O desgaste interno do governo é espantosamente acelerado (António Lobo Xavier e José Pacheco Pereira são observadores insuspeitos deste ponto de vista) e o pior é que esse desgaste começa a ser visível, até nos traços fisionómicos do Primeiro-Ministro.
Assim, provavelmente ao contrário do que VPV diz ser um ato de inteligência e coragem, estaremos mais perante uma manifestação sincera de dificuldades, com aviso à navegação dos mais sôfregos pelo calculismo eleitoral. De facto, uma legislatura, mesmo que seja completa, não dá para consolidar os novos interesses. A inércia temporal que os interesses anteriormente implantados suscitam até serem erradicados prolonga-se muito para além do imediatismo do “agora somos nós a mandar”. Depois, o capital de benesses disponível para distribuir e ocupar foi substancialmente diminuído (santa austeridade!).
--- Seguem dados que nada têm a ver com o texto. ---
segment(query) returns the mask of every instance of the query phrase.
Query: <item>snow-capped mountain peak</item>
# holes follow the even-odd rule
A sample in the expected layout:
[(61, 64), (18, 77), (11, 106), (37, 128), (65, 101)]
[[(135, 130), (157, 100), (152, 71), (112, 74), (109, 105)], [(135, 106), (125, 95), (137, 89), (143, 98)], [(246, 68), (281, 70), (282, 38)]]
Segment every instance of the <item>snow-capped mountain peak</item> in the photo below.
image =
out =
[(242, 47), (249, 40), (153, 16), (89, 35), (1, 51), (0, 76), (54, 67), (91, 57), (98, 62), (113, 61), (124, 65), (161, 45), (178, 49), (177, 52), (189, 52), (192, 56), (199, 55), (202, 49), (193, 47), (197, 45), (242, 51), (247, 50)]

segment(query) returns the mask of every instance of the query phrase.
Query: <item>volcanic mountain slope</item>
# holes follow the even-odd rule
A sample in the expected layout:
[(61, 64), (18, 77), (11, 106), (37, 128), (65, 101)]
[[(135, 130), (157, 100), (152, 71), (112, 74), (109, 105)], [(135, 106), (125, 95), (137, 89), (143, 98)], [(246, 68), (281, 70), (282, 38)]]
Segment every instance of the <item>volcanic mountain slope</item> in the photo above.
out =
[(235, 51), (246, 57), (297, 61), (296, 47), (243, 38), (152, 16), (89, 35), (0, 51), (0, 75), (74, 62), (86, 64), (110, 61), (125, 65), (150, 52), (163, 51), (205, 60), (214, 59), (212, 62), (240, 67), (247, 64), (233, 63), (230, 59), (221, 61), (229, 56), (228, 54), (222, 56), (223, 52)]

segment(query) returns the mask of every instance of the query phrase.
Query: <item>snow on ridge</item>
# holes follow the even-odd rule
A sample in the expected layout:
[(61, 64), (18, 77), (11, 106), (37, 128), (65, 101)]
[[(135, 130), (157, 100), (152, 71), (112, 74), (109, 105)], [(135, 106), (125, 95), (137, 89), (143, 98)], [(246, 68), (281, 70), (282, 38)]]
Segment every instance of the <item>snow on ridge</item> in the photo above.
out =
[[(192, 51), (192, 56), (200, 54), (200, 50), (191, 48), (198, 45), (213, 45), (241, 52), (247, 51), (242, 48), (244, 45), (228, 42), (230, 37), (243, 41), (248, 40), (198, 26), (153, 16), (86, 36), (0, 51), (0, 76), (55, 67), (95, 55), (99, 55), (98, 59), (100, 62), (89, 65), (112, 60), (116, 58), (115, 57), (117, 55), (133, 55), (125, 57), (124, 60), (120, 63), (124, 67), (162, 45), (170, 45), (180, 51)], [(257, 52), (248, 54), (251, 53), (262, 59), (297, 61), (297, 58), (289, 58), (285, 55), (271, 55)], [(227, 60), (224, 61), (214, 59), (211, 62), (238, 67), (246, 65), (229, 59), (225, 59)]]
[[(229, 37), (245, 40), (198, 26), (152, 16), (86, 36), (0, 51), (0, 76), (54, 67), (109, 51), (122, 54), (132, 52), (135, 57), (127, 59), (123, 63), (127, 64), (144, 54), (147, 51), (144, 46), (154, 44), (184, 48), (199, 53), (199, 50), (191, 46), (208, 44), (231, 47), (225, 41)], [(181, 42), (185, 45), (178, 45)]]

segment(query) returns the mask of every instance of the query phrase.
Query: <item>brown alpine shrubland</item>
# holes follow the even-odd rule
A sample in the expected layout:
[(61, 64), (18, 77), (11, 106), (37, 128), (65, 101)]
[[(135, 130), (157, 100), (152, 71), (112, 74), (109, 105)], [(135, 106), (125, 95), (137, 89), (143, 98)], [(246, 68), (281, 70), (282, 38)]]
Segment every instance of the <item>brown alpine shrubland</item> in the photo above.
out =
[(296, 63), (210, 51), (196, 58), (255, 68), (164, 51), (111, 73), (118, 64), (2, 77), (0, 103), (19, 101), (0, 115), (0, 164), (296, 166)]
Assim sendo, perante o ricochete potencial das autárquicas, é natural que os mais nervosos o estejam perante a eminente falta de tempo para consolidar interesses, pagar promessas e satisfazer compromissos.
Assim, não classificaria o “que se lixem as eleições” como um ato inteligente e de coragem, mas antes como a reação de um homem acossado.